I knew this was likely. And yet, since I was diagnosed in October and told by the radiation oncologist that we wouldn’t know until after my surgery whether I’d need radiation, I’ve been holding out (so much) hope that surgery would be the end of treatment for me. That come summer, I’d be celebrating, not gearing up for my next round in the ring.

I’m feeling pretty sorry for myself tonight. I hate feeling sorry for myself. It’s a more pathetic-feeling flavor than “sad.”

And when I think about Harrison’s “It’s almost over,” my heart just aches for him. Maybe it still can be almost over for him and Sophie. Maybe this next round can fall on me without it also falling on them.

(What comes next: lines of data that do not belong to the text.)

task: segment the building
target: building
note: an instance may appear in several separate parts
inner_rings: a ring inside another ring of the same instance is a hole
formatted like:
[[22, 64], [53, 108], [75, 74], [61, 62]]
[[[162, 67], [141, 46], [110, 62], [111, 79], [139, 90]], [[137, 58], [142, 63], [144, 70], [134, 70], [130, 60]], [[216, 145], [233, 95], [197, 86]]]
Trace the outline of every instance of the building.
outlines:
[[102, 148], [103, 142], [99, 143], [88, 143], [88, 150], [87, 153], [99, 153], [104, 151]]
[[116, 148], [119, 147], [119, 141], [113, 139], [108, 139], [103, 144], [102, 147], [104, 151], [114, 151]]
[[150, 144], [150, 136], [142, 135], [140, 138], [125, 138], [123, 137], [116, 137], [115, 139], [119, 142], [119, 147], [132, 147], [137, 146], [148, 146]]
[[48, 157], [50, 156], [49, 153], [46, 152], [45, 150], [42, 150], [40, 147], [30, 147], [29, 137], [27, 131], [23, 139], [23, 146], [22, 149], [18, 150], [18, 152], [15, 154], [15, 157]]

The two of them (turning-7-next-week-Sophie, and half-way-to-10-Harrison) are as happy as ever, and sometimes, I am struck by how amazing that is. Amazing that someone as unhappy as I was as a kid managed to grow up and make this incredibly blissful life for myself, and two incredibly blissful kids. Amazing that we’re making it through my breast cancer with that bliss intact—and maybe even blossoming.

Soon enough, that bliss will overpower the feeling sorry for myself. But damn, right now things sure do feel sucky.